In 2017, the West Bengal government had filed the petition to the Supreme Court, challenging the validity of ‘Adhar Act’ & the government invoked the ‘Article 32’. In reply to the petition the court asked, does the state have the fundamental right?

The court further told the West Bengal government to file the petition in a personal capacity, not as the state.

The second instance, the validity of NIA Act, 2008 was challenged by Chhattisgarh Government recently. The act was enacted in 2008 with Indian National Congress at the central. However, the state has congress elected government challenging the validity of the Act.

It can be seen completely as the big political agenda to do so. This is because at the wider picture the Act was enacted by Parliament are challenged by the state government to not implement.

So, far as Kerala government is concerned, they included ‘Article 256’ binding nature in their petition. The said article talks about ‘the state government is bound to implement the law enacted by the parliament’. The Kerala government added that the CAA is arbitrary, manifestly & unconstitutional in nature, which is also violative of fundamental rights.

It is not open to the state to not to implement the law, on the basis of arbitrariness or manifestly implication or unconstitutional. There must be presumption for the validity of such law, until and unless declared unconstitutional by a court of law. 

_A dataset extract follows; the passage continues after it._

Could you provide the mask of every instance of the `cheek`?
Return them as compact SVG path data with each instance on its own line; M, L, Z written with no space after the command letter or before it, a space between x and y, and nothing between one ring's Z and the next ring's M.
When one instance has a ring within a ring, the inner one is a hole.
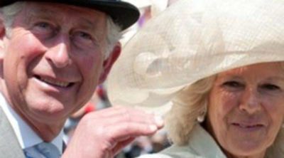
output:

Both the Chhattisgarh & Kerala are misconceived notion of Federalism. States are trying to poke their nose in area, which is constitutionally reserved for the centre. Both the subject of Nationality & Citizenship is governed under entry 17 of List 1 of the seventh schedule. Therefore, there should not be any question for legislature incompetency. Parliament is free to make law on subjects enumerated in ‘List 1’ of the seventh schedule.

The Union has so much power not just the entry 1 but entry 3 also. That is, even in the matter of ‘Concurrent List’ the laws made by parliament shall override the laws made by the state.

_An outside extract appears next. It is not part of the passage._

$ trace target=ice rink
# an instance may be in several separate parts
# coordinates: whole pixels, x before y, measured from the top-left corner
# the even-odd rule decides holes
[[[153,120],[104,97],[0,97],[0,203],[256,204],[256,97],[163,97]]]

Even in the entry 2 i.e. State List, the parliament can make certain laws in special circumstances. When there is an emergency (President Rule) all the power of the state legislature is transferred to Union i.e. Parliament.

When Rajya Sabha has passed any resolution by the 2/3rd of majority, even in that case parliament makes laws on a subject enumerated in State List. Further, if two or more state together pass a resolution to request the parliament to make laws.

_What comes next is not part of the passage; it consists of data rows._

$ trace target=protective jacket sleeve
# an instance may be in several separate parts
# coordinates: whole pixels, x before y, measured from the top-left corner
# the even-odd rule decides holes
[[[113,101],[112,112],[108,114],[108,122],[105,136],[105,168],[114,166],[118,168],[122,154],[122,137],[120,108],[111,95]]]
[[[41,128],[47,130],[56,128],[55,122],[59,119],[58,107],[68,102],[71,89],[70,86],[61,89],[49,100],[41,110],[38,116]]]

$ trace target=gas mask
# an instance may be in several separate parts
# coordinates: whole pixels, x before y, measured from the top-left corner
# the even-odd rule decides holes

The unnecessarily raising certain issue which is political in nature & fighting such issue on the basis of the political plank is the new ideology for the current federal system of governance. Federalism is a one-way street, where the centre has the entire obligation but the states have none. 

Government vs. Fundamental Rights 

The government itself is the State entity. If for the violation of fundamental right any petition is filed, the right remedy is available to a person or to a citizen, by invoking either Article 32 or Article 226.

Any law can be challenged only if violates Part 3 of Constitution, no remedy available to state to challenge the constitutionality of the law which is violative of Fundamental Right. Therefore, this is nothing just ‘political posturing’.

There is no latitude, no liberty to any state to deny following the law made by or enacted by parliament.

The petition filed by the Kerala government, does really affect the legal right of the state? If it so, then the state is empowered to approach the apex court. 


Constitutional framers were wise enough to lay down ‘Article 133’. This is the reason because if there is a dispute between two states then the High Court cannot deal with such dispute. So, it is necessary to approach or heard of by the apex court, without any biases or impartiality. 


In case of Motor Vehicle Amendment Act, 2019, the subject matter ‘Motor Vehicle’ is covered under Entry 3 i.e. Concurrent List, this means the state can modify the Act as they want but should have the assent of President to that enactment.

If there is a water dispute between two states, then the dispute will deal with ‘Article 262.’ Parliament can make law on that & is immune from the conditions of Article 131.

West Bengal challenged the ‘Rights of mines & coal area’. The SC entertained such petition under Article 131. The court held that the law passed by the parliament was arbitrary in nature & is upheld.